May I take one giant step?

We kids of the late-1930s grew up as ‘free rangers.’ We lived and played in neighborhoods that were virtually threat-free, except for those we perpetrated upon ourselves, or in my case perped upon me by a sinister looking lady dressed in black who regularly walked by our house, and who, if she could get her hands on me, would pinch my nose.

She would become known as the dreaded: “Pincher Woman Nose.” I know today of course that her’s was a loving gesture, not a vicious, unwarranted attack on my cute vertebrate olfactory organ. Other than that, our neighborhood was a “safe zone” into which we were all “shooed” each summer morning by loving mothers with the admonition: “Be back by lunch!”

All this came immediately to mind recently as I read about the ‘free-range parenting’ issue going on in Utah where the State legislature has just passed a new law allowing “a child, whose basic needs are met and who is of sufficient age and maturity to avoid harm or unreasonable risk of harm, to engage in independent activities.”

I did a little further research and found that “free-range parenting” was the brain-child of a New York City mother who, in 2008, allowed her 9-year old son, at his insistence, to find his way home alone from a Manhattan shopping trip, via the subway and bus system (which he did without incident), and then wrote about it in her column in a NYC newspaper. Her story went viral across the country.

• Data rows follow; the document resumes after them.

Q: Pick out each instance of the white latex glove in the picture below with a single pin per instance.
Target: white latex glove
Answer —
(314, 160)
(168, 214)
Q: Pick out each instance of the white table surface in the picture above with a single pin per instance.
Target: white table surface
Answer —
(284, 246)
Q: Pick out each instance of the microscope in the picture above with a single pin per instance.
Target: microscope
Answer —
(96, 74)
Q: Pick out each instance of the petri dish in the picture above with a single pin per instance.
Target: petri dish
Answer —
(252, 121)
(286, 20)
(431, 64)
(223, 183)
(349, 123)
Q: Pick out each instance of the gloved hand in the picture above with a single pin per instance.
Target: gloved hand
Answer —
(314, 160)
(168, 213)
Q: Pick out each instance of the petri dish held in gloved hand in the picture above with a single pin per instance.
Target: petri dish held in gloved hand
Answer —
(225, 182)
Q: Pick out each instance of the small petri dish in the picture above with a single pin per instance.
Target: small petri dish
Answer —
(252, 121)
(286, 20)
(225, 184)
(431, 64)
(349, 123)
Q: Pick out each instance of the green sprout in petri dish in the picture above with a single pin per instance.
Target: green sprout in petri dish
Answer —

Pow! She was either the world’s worst mother, said some; or ‘good for you’ for teaching your son independence, said others. Later she wrote a book in which she used the term “free-range” describing her approach to parenting. The opposite being “helicopter parenting” in which the parent (s) ‘hover’ over their children and their activities.

I would have never known (didn’t know til this week) that I was a ‘free-range’ kid, but I’m glad I was, and that my Mother was not a ‘whirlybird’ pilot. We were free to roam, to scrape knees, cut fingers, occasionally break bones and always came home tired and dirty. We organized our own neighborhood games and activities, even our softball team; bought our own team shirts, and administered the rules.

No parents, no little league, no fancy uniforms. We figured it out ourselves, some times fought it out. And yes, we even had B-B gun wars in the woods down in the hollow occasionally. If you didn’t own a Red Ryder or Daisy B-B gun, what good were you? Coulda shot an eye out, of course, but never did. And all of us had less lethal six-shooters or G-Man pistols. Those were the days when kids could play good guys-bad guys, cowboys and Indians, and things weren’t done or not done because they were politically correct, day or night.

After dinner, we were out until after dark, playing games involving both boys and girls. Kick the Can and Capture the Flag were favorites, as was the simple game of ‘May I?’ Which much later took one giant step forward from being a child’s game to the pop music charts. Don’t remember all the rules at this late stage of my life, but it required asking permission to cross from one side of the street to the other. Otherwise, we didn’t very often ask “May I ?” We just did it. In fact, as I came to learn, it is often better to ask forgiveness than permission.

Never will forget the night, during a round of hide-and-go seek, that I ran ‘free ranging’ pell mell through the darkness across the neighbor’s backyard, leaped off an embankment onto an adjacent dirt tennis court, but forgetting that at one corner some old rusty chicken-wire was still strung between poles to keep tennis balls from going off the court.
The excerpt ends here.